November 30, 2023 at 10:17AM
Zyxel has patched critical security vulnerabilities in its NAS devices that risked unauthorized command execution and data compromise. Users of NAS326 and NAS542 models must update their firmware to versions V5.21(AAZF.15)C0 and V5.21(ABAG.12)C0 or later, respectively, as there are no alternative mitigations.
**Takeaways from Meeting Notes:**
1. **Issue Identification:**
Zyxel has reported multiple security vulnerabilities, including three critical ones, potentially allowing unauthenticated attackers to execute commands on certain NAS devices.
2. **Affected Systems:**
The issues affect Zyxel’s NAS326 and NAS542 network-attached storage devices below specific firmware versions:
– NAS326: Version 5.21(AAZF.14)C0 and earlier
– NAS542: Version 5.21(ABAG.11)C0 and earlier
3. **Vulnerabilities Summary:**
Six Common Vulnerabilities and Exposures (CVEs) have been disclosed:
– CVE-2023-35137: Improper authentication leading to system info disclosure.
– CVE-2023-35138: Command injection via crafted HTTP POST request.
– CVE-2023-37927: Command execution for authenticated attackers through a crafted URL.

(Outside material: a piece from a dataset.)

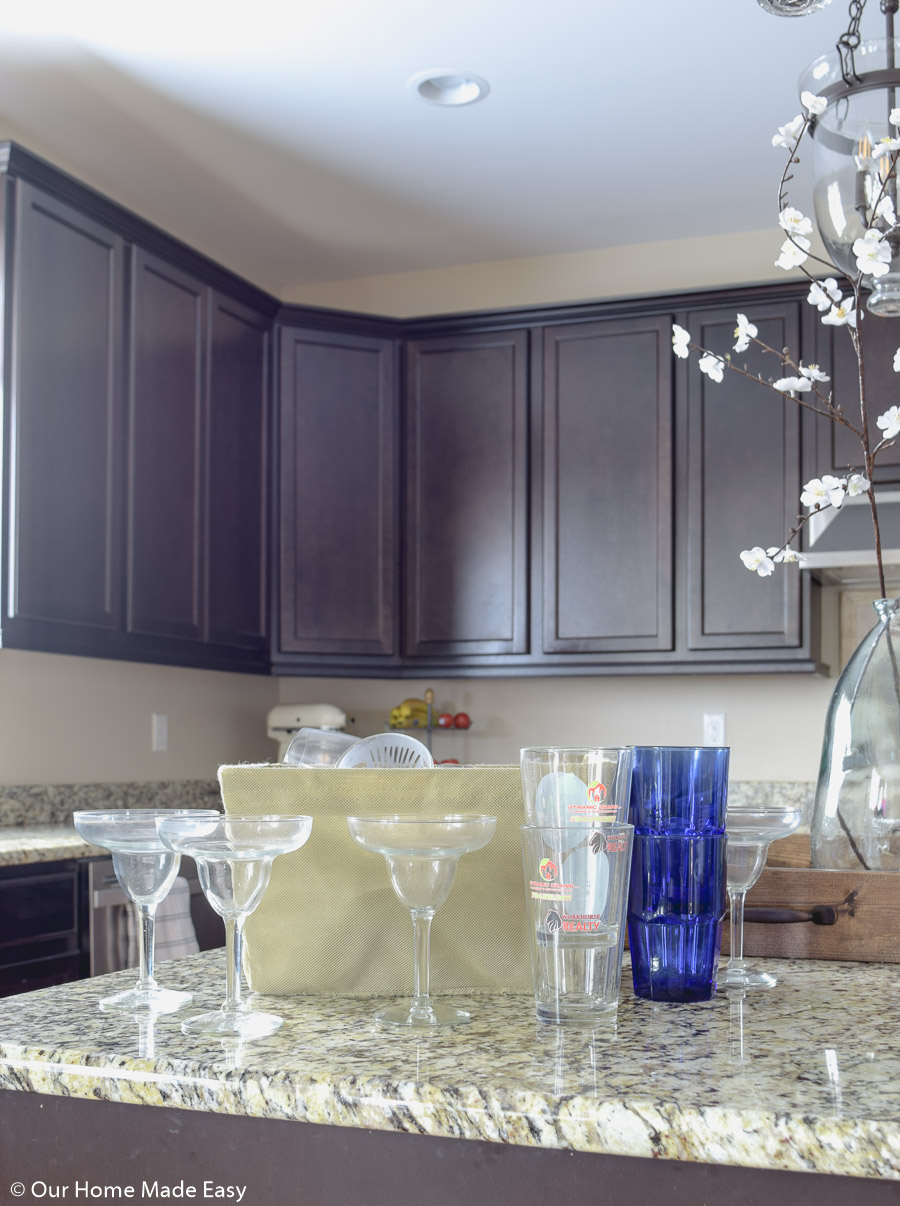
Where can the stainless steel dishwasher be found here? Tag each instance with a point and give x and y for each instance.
(107, 915)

– CVE-2023-37928: Post-authentication command injection in WSGI server.
– CVE-2023-4473: Unauthenticated command injection in the web server.
– CVE-2023-4474: Unauthenticated command execution on WSGI server.
Scores range from 7.5 to 9.8 in severity, with higher scores indicating critical severity.
4. **User Impact:**
Potential threats include unauthorized access, system information theft, operational command execution, or complete control of the NAS devices.
5. **Solution/Recommendation:**
– Users of NAS326 should upgrade to firmware version V5.21(AAZF.15)C0 or later.
– Users of NAS542 should update to firmware version V5.21(ABAG.12)C0 or later.
– No other mitigation strategies or workarounds are advised; a firmware update is the recommended remediation step.
6. **Action Items:**
– Communicate the risks and recommended firmware updates to relevant stakeholders.
– Ensure that affected NAS devices are promptly updated to the latest firmware versions.
– Monitor developments for any additional guidance or mitigation measures.